We have a batch size of 50, and the team regularly saves their work every 50 examples approx. Each one of them enters prodigy with ?session=session_name
My colleague suggests that this might be a bug here but that it could be caused by labelling very quickly. Can you confirm that's not the case for you?
He also mentioned here that folks could try installing the new alpha version to try out a fix. Have you tried that?
Hi @raulsperoni if you're seeing this issue in Prodigy v1.11.7 I'd recommend lowering your batch size to 10. Is there a significant reason why it's set to 50? If you're just loading examples from a file like the examples 10 should work fine.

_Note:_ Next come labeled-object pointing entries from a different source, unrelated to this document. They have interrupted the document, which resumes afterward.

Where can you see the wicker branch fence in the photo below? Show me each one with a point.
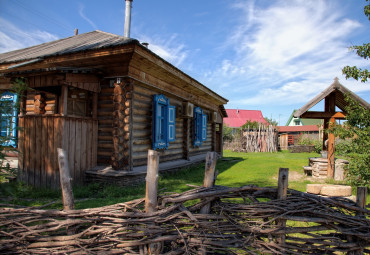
(244, 220)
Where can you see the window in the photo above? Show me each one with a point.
(164, 129)
(8, 120)
(78, 102)
(200, 127)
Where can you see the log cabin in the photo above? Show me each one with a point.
(106, 100)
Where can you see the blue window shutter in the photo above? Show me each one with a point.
(160, 122)
(8, 118)
(197, 129)
(204, 127)
(171, 123)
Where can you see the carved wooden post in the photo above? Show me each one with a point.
(361, 197)
(65, 180)
(151, 196)
(39, 104)
(209, 176)
(282, 194)
(152, 181)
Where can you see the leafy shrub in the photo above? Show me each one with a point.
(305, 140)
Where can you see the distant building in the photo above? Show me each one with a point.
(237, 118)
(290, 135)
(294, 121)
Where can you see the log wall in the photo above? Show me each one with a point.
(44, 103)
(41, 135)
(206, 145)
(105, 128)
(142, 108)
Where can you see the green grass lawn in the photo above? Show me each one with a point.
(235, 169)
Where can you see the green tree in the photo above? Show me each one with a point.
(227, 133)
(7, 111)
(363, 51)
(271, 121)
(357, 128)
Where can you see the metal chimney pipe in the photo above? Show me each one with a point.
(126, 31)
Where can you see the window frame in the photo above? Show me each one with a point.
(164, 122)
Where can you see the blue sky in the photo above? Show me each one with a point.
(267, 55)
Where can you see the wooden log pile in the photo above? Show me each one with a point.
(241, 220)
(261, 139)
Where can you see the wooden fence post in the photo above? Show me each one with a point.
(65, 180)
(361, 197)
(360, 202)
(282, 194)
(151, 200)
(152, 181)
(209, 176)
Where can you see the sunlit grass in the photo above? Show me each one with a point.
(235, 170)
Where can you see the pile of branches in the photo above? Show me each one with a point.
(245, 220)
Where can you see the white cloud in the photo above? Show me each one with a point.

Are you able to share any more info on what error you're seeing when starting the alpha version with "experimental_feed": true? Please share in this thread to keep issues contained there: Duplicated examples over sessions in NER manual
Hello @kab thanks for anwering. The reason is that I'm loading examples from the database and saving the results there too. Lower than 50 seemed too expensive. Do you think this is the reason for this bug? We've worked with the same strategy in classification problems and this does not happen at all, while in NER it happens consistently. Given enough time, every session tags the same example.

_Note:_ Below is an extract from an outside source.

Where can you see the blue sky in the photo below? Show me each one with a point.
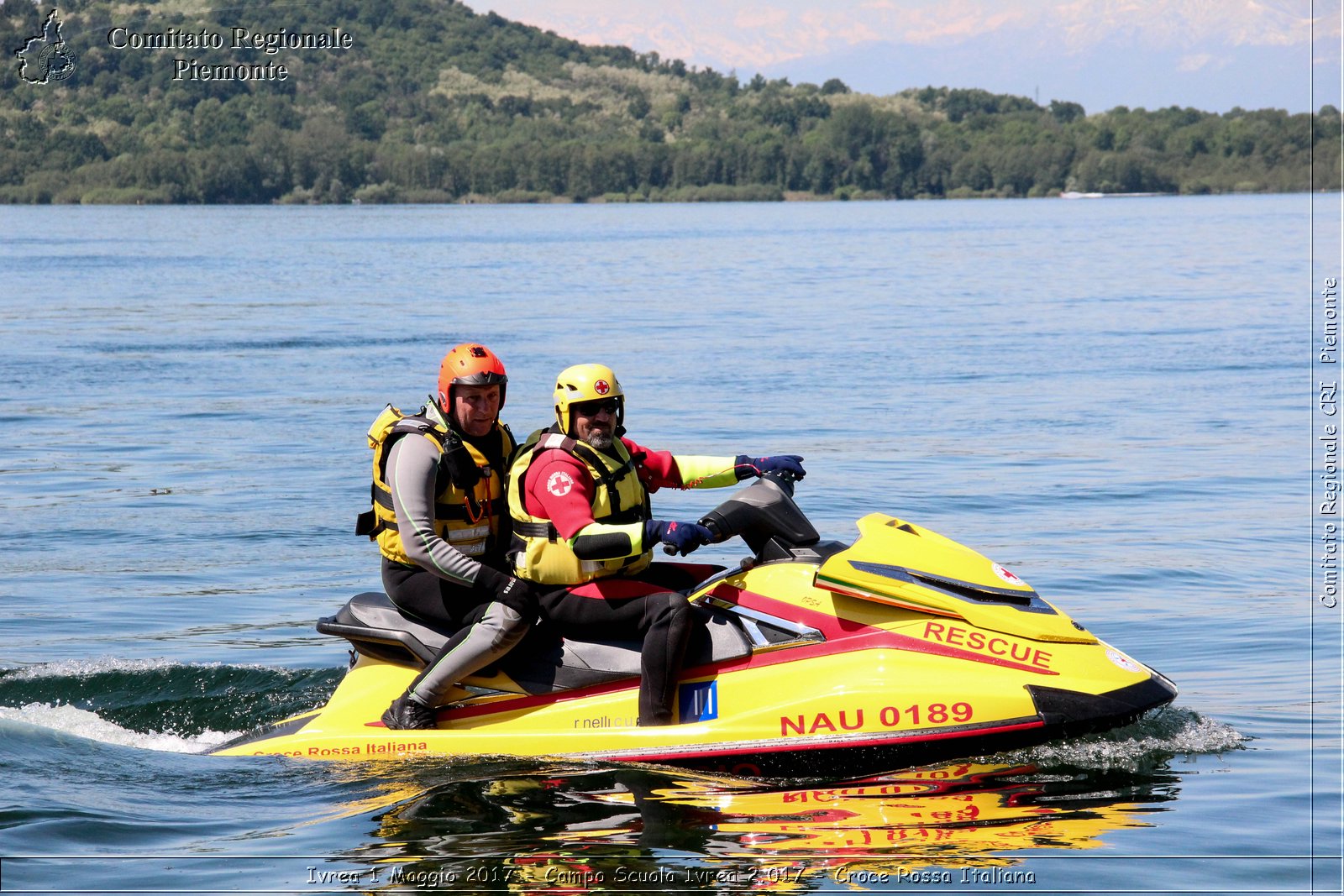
(1209, 54)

ner | Added dataset test_1 to database SQLite.
ner | Traceback (most recent call last):
ner | File "/usr/local/lib/python3.8/runpy.py", line 194, in _run_module_as_main
ner | return _run_code(code, main_globals, None,
ner | File "/usr/local/lib/python3.8/runpy.py", line 87, in _run_code
ner | exec(code, run_globals)
ner | File "/app/ner_recipe.py", line 147, in <module>
ner | prodigy.serve(
ner | File "/usr/local/lib/python3.8/site-packages/prodigy/__init__.py", line 49, in serve
ner | controller = loaded_recipe(*recipe_args, config=config)

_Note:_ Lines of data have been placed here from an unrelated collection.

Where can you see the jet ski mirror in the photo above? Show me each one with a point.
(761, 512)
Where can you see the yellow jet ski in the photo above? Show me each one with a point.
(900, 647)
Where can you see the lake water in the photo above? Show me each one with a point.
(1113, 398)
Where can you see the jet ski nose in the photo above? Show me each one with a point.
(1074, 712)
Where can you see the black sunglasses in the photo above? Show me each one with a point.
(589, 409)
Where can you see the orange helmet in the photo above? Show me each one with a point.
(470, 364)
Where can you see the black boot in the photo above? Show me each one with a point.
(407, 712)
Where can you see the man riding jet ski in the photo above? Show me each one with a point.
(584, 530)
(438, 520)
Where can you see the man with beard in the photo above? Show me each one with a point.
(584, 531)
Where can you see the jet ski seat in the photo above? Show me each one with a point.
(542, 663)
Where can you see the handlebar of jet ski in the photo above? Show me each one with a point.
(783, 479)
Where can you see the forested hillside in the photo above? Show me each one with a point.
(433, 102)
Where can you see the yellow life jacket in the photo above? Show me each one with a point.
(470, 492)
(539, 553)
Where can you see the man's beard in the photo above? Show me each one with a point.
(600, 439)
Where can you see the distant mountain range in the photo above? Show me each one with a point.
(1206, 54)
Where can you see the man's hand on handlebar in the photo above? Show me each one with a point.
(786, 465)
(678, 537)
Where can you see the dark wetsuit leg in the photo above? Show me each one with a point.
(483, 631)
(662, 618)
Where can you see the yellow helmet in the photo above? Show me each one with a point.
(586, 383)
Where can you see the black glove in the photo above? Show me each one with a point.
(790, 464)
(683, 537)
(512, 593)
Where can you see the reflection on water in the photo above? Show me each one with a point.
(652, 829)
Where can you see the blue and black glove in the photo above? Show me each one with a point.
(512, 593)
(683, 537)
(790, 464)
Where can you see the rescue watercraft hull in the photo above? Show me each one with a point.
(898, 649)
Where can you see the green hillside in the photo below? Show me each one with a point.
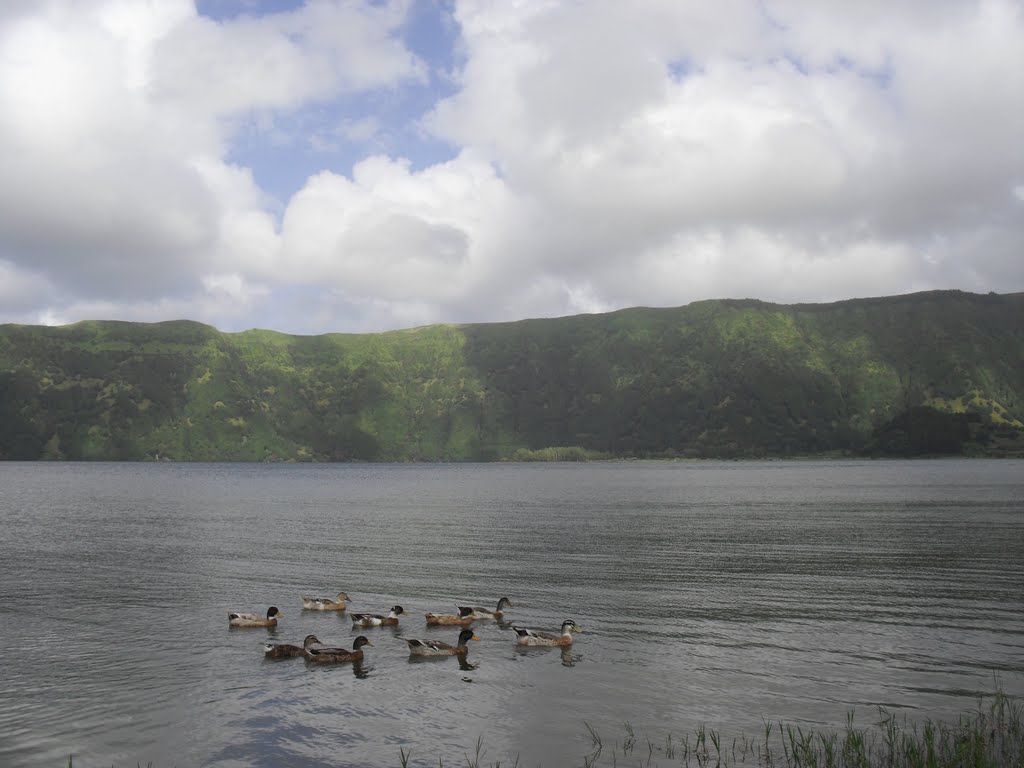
(925, 374)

ner | File "cython_src/prodigy/core.pyx", line 432, in prodigy.core.recipe.recipe_decorator.recipe_proxy
ner | File "cython_src/prodigy/core.pyx", line 78, in prodigy.core.Controller.from_components
ner | File "cython_src/prodigy/core.pyx", line 181, in prodigy.core.Controller.__init__
ner | File "cython_src/prodigy/components/feed_v2.pyx", line 139, in prodigy.components.feed_v2.Feed.__init__
ner | TypeError: add_dataset() got an unexpected keyword argument 'feed'
I can confirm that this problem is not limited to NER as I thought. I'm also seeing this behaviour in single choice classification task. As I mentioned this is becoming quite a performance problem for us. Have you seen this before? What other things can we try to solve it?
What database are you using for the alpha version with "experimental_feed": true? I just tried a clean install of version 1.11.8a2 and didn't run into any issues. Do you have a full prodigy.json file you can share?
For 1.11.7 (or 1.11.8a2 with "experimental_feed": false since it'll run the same code) we don't have a concrete fix for the duplicate examples issue. My only recommendation would be decreasing the batch_size. We're planning to fix forward and move users to the new Feed and Database implementations as soon as possible.